Un mystère pesant au cœur de Stonehenge

Perchée au centre du célèbre cercle de Salisbury Plain, la « Altar Stone » pèse près de six tonnes et suscite toujours l’admiration des archéologues. D’après les premières hypothèses, cette mégalithe aurait été transportée depuis les hautes terres écossaises, à plus de sept cents kilomètres de là. Une telle odyssée semblait, jusqu’à récemment, relever du simple phénomène glaciaire, les glaciers de la dernière période glaciaire se chargeant de pousser la pierre vers le sud.

Le nouveau regard de la Curtin University

Une équipe australienne de l’Université Curtin a remis en cause cette théorie dominante. En combinant l’étude des minéraux encapsulés dans la roche et des simulations climatiques, les chercheurs ont montré que le trajet glaciaire ne pouvait s’étendre que jusqu’à la Doggersbank, une plate‑forme aujourd’hui submergée dans la mer du Nord. Loin d’atteindre Stonehenge, ce qui signifie qu’une part substantielle du déplacement – voire la totalité – a dû être assurée par des humains.

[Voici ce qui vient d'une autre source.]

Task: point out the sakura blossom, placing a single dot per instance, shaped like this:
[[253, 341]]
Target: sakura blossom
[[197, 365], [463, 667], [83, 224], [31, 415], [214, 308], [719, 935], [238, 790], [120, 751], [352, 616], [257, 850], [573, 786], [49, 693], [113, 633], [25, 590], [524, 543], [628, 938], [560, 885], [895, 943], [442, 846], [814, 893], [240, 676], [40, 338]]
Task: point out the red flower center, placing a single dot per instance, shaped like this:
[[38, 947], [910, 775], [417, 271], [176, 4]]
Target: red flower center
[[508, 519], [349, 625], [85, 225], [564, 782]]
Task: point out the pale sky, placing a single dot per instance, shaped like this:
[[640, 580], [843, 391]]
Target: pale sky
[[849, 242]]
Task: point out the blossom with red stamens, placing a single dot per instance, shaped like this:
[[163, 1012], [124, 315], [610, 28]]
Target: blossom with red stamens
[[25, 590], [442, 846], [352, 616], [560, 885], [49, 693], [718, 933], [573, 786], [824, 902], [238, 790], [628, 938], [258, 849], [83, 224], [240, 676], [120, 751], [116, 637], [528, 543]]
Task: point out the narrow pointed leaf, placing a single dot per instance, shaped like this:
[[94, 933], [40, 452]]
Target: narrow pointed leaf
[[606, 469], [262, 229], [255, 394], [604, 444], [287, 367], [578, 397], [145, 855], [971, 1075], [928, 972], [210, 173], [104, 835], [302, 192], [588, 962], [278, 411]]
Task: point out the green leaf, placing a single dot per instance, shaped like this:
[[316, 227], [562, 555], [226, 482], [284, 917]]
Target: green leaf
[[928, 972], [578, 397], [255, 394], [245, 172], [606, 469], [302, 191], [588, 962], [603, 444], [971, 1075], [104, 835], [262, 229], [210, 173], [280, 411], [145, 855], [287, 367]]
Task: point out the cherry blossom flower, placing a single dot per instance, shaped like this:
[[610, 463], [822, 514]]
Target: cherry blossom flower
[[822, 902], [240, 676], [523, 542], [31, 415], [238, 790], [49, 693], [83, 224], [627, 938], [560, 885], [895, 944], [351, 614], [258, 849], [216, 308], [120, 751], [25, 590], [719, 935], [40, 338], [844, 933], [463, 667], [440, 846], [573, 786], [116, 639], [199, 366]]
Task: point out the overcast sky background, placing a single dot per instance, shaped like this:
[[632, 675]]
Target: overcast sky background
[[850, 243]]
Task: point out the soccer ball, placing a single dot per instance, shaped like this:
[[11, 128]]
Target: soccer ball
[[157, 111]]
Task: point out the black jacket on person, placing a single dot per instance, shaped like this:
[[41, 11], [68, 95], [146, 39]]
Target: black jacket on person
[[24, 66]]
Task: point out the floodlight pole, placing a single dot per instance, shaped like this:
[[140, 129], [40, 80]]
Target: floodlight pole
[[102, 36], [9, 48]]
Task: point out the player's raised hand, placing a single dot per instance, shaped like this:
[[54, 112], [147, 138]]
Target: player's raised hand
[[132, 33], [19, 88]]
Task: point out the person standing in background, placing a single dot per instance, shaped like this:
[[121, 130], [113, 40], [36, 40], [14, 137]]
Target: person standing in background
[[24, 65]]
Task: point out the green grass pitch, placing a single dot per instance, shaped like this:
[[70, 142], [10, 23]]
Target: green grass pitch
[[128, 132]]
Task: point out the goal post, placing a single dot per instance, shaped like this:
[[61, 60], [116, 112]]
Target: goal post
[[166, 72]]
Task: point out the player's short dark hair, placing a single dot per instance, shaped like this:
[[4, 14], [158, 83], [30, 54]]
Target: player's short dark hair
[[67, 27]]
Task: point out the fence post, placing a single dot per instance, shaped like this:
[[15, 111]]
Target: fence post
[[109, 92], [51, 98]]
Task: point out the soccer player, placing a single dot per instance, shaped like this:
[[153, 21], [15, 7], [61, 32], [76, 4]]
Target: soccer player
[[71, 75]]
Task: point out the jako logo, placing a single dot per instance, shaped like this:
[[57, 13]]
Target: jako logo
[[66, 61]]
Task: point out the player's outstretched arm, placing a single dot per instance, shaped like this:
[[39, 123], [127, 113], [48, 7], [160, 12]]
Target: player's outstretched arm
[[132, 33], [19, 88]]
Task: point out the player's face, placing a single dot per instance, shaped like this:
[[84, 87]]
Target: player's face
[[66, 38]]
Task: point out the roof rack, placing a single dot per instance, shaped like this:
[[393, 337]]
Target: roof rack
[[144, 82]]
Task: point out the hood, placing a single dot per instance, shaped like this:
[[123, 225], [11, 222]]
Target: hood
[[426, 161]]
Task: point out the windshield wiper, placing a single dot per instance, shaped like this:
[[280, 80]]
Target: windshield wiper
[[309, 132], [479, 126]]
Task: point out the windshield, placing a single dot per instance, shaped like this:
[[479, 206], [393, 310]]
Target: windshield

Des indices géochimiques décisifs

Le cœur de l’enquête repose sur la zirconium, un minéral résistant qui conserve des signatures isotopiques propres à chaque région d’origine. En comparant les grains de zircon présents dans la pierre à ceux provenant de différents sites écossais, les scientifiques ont identifié une correspondance nette avec le Caithness et la presqu’île du Black Isle, au nord‑est de l’Écosse. Cette « empreinte géologique » constitue une preuve irréfutable du point de départ de la pierre.

Modélisation des glaciations

Parallèlement, des modèles informatiques ont reproduit l’étendue des glaces durant le Pléistocène supérieur. Les résultats indiquent que les glaciers auraient pu glisser la pierre sur quelques centaines de kilomètres, mais jamais jusqu’au plateau anglais. Même si la Doggersbank aurait servi de relais temporaire, elle avait disparu sous les flots plusieurs millénaires avant la construction de Stonehenge, rendant improbable toute récupération maritime.

Le poids de l’effort humain

Si l’on accepte que la majeure partie du trajet résulte d’une organisation collective, on entrevoit alors l’ampleur d’une coopération préhistorique. Déplacer une masse de six tonnes sur plusieurs centaines de kilomètres aurait nécessité des équipes nombreuses, des systèmes de roulement, voire des traîneaux sur routes improvisées. Le projet aurait appelé à une planification logistique avancée, à la mobilisation de ressources alimentaires et à une coordination sans précédent pour l’époque.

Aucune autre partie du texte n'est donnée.